Traditional monitoring approaches fail in cloud-native environments. The shift from monoliths to microservices, from static infrastructure to dynamic containers, and from known failure modes to emergent behaviors requires a fundamentally different approach. This post explores how monitoring has evolved into observability and what that means for running production systems.
The Limitations of Traditional Monitoring
Traditional monitoring relied on predefined dashboards and threshold-based alerts:
# Traditional monitoring configuration
alerts:
- name: HighCPU
condition: cpu_usage > 80%
duration: 5m
action: page_oncall
- name: DiskFull
condition: disk_usage > 90%
duration: 1m
action: alert_team
This works when:
- You know what metrics matter
- Systems behave predictably
- Failures are well-understood
- Infrastructure is relatively static
In cloud-native environments, these assumptions break down:
- Hundreds of services generate millions of metrics
- Containers come and go constantly
- Failures emerge from complex interactions
- You can’t predict every problem
The Three Pillars of Observability
Modern observability rests on three pillars:
1. Metrics
Time-series numerical data about system state:
import (
"github.com/prometheus/client_golang/prometheus"
"github.com/prometheus/client_golang/prometheus/promauto"
)
var (
httpRequestsTotal = promauto.NewCounterVec(
prometheus.CounterOpts{
Name: "http_requests_total",
Help: "Total HTTP requests",
},
[]string{"method", "endpoint", "status"},
)
httpRequestDuration = promauto.NewHistogramVec(
prometheus.HistogramOpts{
Name: "http_request_duration_seconds",
Help: "HTTP request duration",
Buckets: []float64{.005, .01, .025, .05, .1, .25, .5, 1, 2.5, 5, 10},
},
[]string{"method", "endpoint"},
)
activeConnections = promauto.NewGauge(
prometheus.GaugeOpts{
Name: "active_connections",
Help: "Number of active connections",
},
)
)
func metricsMiddleware(next http.Handler) http.Handler {
return http.HandlerFunc(func(w http.ResponseWriter, r *http.Request) {
start := time.Now()
activeConnections.Inc()
defer activeConnections.Dec()
wrapped := &responseWriter{ResponseWriter: w, statusCode: 200}
next.ServeHTTP(wrapped, r)
duration := time.Since(start).Seconds()
httpRequestsTotal.WithLabelValues(
r.Method,
r.URL.Path,
fmt.Sprintf("%d", wrapped.statusCode),
).Inc()
httpRequestDuration.WithLabelValues(
r.Method,
r.URL.Path,
).Observe(duration)
})
}
2. Logs
Discrete events with context:
import (
"github.com/sirupsen/logrus"
)
var log = logrus.New()
func init() {
log.SetFormatter(&logrus.JSONFormatter{})
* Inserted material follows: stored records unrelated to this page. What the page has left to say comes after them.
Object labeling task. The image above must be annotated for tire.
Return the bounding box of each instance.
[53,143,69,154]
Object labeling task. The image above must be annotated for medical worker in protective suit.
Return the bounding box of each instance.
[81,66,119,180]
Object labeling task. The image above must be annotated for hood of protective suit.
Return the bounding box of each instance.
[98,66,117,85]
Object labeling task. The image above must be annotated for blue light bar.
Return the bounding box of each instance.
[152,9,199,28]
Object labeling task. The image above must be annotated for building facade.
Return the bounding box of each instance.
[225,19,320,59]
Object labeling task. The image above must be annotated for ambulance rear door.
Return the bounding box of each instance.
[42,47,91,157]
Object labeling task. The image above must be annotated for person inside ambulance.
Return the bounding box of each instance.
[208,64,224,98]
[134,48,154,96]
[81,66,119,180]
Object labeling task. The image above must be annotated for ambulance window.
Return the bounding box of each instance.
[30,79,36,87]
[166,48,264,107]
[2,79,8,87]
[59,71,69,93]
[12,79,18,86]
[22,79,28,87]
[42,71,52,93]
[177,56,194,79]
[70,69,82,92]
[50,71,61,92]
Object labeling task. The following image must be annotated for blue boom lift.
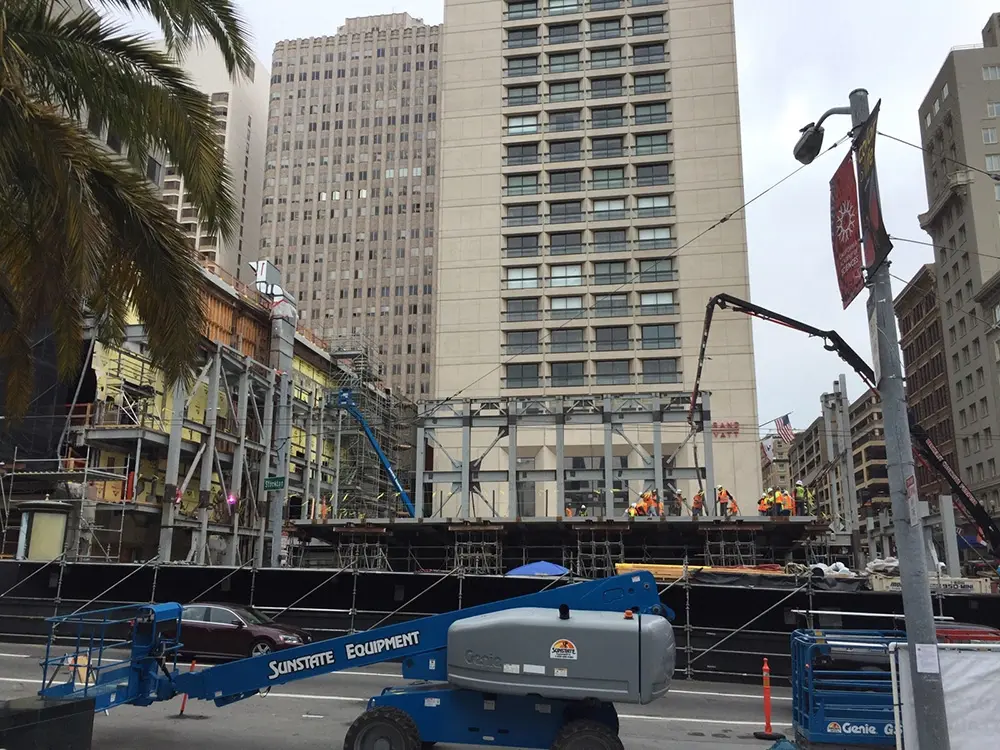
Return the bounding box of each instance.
[40,571,676,750]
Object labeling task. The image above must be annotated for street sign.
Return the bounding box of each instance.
[264,477,285,492]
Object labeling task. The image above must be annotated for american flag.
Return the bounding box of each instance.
[774,414,795,444]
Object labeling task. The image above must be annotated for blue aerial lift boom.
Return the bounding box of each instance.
[40,571,676,750]
[337,388,417,518]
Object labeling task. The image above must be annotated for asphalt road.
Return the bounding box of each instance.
[0,644,791,750]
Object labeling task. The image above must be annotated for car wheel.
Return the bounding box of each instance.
[250,641,274,656]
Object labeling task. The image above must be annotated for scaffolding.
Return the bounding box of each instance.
[0,446,131,562]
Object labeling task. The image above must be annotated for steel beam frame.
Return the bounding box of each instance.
[414,393,714,518]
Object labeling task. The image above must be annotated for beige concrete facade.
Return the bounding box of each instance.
[163,41,267,283]
[260,13,440,400]
[919,13,1000,511]
[435,0,761,515]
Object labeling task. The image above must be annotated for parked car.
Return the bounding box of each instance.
[166,602,312,658]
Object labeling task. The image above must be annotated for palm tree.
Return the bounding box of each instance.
[0,0,253,417]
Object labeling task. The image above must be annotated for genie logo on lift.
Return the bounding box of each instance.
[347,630,420,660]
[267,651,337,680]
[826,721,880,736]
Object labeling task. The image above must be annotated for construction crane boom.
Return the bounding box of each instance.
[337,388,417,518]
[688,294,1000,561]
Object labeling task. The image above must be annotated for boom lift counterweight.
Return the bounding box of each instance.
[688,294,1000,562]
[40,571,676,750]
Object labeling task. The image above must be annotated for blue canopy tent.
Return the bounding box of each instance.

log.SetLevel(logrus.InfoLevel)
}
func (s *Service) ProcessOrder(ctx context.Context, order *Order) error {
logger := log.WithFields(logrus.Fields{
"order_id": order.ID,
"user_id": order.UserID,
"total": order.Total,
"trace_id": getTraceID(ctx),
"request_id": getRequestID(ctx),
})
logger.Info("Processing order")
if err := s.validateOrder(order); err != nil {
logger.WithError(err).Warn("Order validation failed")
return err
}
if err := s.chargePayment(ctx, order); err != nil {
logger.WithError(err).Error("Payment processing failed")
return err
}
logger.WithFields(logrus.Fields{
"duration_ms": time.Since(order.CreatedAt).Milliseconds(),
}).Info("Order processed successfully")
return nil
}
3. Distributed Traces
Request flow across services:
import (
"go.opentelemetry.io/otel"
"go.opentelemetry.io/otel/attribute"
"go.opentelemetry.io/otel/trace"
)
var tracer = otel.Tracer("order-service")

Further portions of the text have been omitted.